L’horreur atmosphérique tire toute sa puissance d’évocation de la mise en scène de Norman Thaddeus Vane et de la photographie expressionniste de Joel King, imposant des dizaines de prises de vues supplémentaires au désarroi du réalisateur craignant des dépassements de budget. L’ambiance sépulcrale sent les relents de caveau de la gothique Hammer. La caméra s’emballe (comme ce cercueil lévitant dans les airs), pris dans le mouvement de cette litanie nécrophile à mesure de la profanation des fêtards. Tout devient de plus en plus vaporeux à mesure que cette vengeance d’outre-tombe s’accomplit. Le cinéaste se fait le gardien du temple sacré, réemployant tous les poncifs éculés du genre à parfait escient (effet de brume, vue subjective, clair obscur, cri terrifiants, bruits inextricables, bad trip onirique) afin d’intégrer enfin cette «Horror Film Society» qu’il placarde opportunément à proximité de son mausolée.
Dans l’exécution, il s’agit d’un slasher assez sommaire mais à l’approche bien plus classieuse que ses contemporains du bis américain. Horror Star s’adresse donc principalement aux amateurs du genre, plaçant de nombreuses allusions à ses illustres prédécesseurs (Vincent Price, Bela Lugosi), comme autant d’éléments venant accroître la dimension méta-fictionnelle de l’œuvre.
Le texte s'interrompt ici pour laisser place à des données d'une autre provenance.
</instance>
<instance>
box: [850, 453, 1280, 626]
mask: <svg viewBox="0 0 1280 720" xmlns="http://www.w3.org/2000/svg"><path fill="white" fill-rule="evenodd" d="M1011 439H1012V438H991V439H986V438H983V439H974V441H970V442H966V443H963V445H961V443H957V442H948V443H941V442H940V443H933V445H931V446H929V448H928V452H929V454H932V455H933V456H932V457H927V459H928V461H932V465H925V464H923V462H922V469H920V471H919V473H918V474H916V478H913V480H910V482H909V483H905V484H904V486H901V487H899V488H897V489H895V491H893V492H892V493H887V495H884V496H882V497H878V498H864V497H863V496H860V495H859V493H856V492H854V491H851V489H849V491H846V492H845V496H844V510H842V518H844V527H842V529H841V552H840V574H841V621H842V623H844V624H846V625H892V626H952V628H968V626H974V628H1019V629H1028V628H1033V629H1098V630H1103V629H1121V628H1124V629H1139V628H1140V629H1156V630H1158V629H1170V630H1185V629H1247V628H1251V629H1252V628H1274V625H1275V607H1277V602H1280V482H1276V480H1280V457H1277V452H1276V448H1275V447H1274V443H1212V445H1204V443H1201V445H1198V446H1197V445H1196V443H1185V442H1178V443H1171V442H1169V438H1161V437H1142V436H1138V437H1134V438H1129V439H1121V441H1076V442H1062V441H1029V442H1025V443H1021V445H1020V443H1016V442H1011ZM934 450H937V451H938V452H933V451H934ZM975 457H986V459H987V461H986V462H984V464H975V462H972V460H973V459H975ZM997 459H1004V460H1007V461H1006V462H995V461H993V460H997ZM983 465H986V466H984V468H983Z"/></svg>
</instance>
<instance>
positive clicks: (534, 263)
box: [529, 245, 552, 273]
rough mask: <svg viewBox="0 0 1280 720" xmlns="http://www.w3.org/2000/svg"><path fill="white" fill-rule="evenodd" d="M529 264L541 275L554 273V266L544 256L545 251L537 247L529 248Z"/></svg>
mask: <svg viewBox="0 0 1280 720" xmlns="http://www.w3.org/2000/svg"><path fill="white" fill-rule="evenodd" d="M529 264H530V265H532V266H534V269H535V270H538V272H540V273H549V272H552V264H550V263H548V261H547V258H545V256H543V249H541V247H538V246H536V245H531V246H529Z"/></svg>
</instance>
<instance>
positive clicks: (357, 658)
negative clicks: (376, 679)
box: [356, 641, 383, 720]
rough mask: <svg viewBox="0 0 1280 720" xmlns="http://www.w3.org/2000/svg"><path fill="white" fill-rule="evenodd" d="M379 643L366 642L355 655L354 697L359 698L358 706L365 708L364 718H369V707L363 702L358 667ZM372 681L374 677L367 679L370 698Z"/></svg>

Prisonnière de son image, l’ex-gloire déchue cherchera ainsi à rester digne jusque dans sa sortie de scène définitive, s’offrant un dernier baroud d’honneur infernal.
Certains motifs et répliques anodines («N’oubliez pas que moi ici présent, j’étais autrefois comme vous, et que vous qui êtes là serez un jour comme moi» ; « à chaque fois que vous verrez un de mes films, vous me regarderez, mais je vous regarderai») alerte le spectateur avisé pour leur caractère prophétique. Car c’est bien en profanant le corps des défunts que Jeffrey Combs se fera connaître du grand public à travers le cultissime Re-Animator de Stuart Gordon. Son confrère Luca Bercovici aura d’ailleurs lui aussi l’occasion de collaborer avec l’inénarrable Charles Band pour lequel il réalisera Ghoulies la même année. Et pour les goreux qui resteraient frileux à cette sincère proposition, qu’ils se rassurent néanmoins. Romuald Falleau et Patrice Carmona continueront encore de nous abreuver de nanars mexicain, turcs et indonésien (Las momias De Guanajuato, Lady Terminator, Bayi Ajaib), et de productions trash underground (Nocta, Swabia Underground Madness Trilogy) grâce à son partenariat avec l’éditeur italien Spasmo Video.